As the case drags on, sea ice that protects coastal Alaska communities from fierce storms is forming later in the year, leaving those villages vulnerable, he said. Earlier today, the National Oceanic and Atmospheric Administration announced a bleak milestone. Carbon dioxide levels hit a record high in May, with average levels peaking at 414.7 parts per million, which surpassed the previous record of 411.2 ppm a year ago.

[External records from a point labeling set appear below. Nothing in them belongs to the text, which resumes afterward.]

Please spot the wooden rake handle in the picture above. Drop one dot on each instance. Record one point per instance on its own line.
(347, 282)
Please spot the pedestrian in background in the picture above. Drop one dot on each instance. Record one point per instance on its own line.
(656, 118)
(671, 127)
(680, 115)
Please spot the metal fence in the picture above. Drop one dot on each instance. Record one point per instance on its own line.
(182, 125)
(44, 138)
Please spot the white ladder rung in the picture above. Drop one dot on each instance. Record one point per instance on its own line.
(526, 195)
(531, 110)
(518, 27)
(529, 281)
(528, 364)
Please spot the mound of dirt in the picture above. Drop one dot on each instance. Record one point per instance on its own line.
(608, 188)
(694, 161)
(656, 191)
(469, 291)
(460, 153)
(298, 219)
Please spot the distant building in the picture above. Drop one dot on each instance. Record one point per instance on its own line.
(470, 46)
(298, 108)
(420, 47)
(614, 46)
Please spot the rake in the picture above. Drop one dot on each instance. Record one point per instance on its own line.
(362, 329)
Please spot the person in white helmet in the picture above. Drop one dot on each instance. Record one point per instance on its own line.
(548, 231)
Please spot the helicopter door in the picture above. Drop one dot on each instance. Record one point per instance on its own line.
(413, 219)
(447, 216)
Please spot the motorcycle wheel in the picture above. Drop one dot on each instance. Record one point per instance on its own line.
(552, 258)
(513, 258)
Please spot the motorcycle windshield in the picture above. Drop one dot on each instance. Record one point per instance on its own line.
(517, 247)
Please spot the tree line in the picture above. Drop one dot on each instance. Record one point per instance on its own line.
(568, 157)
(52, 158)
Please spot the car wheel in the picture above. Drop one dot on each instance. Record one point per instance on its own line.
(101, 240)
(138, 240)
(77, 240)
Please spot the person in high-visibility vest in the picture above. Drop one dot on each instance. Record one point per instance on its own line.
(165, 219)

Watch Wednesday’s proceedings before the 9th U.S. Circuit Court of Appeals in Portland:
The young people argue that government officials have known for more than 50 years that carbon pollution from fossil fuels causes climate change and that policies promoting oil and gas deprive them of their constitutional rights to life, liberty and property.
Lawyers for President Donald Trump’s administration say the young people didn’t find any “historical basis for a fundamental right to a stable climate system or any other constitutional right related to the environment.”
The lawsuit says the young are more vulnerable to serious effects from climate change in the future. The American Academy of Pediatrics, 14 other health organizations and nearly 80 scientists and physicians agreed in a brief filed with the appeals court.
They pointed out that the World Health Organization estimates that 88% of the global health burden of climate change falls on children younger than 5.
The lawsuit wants the U.S. District Court in Eugene, where the lawsuit was filed, to declare that the U.S. government is violating the plaintiffs’ constitutional rights by substantially causing or contributing to a dangerous concentration of carbon dioxide in the atmosphere.
If the 9th Circuit judges decide the lawsuit can move forward, it would go before the federal court in Eugene. The appeals court judges heard arguments Tuesday but were not expected to rule right away.
The case has become a focal point for many youth activists, and the courtroom in Portland was packed. Baring said he and his co-plaintiffs have matured as the case has wound through the legal system.
“I never anticipated how much I was going to grow up, or how much the group was going to grow up,” he said.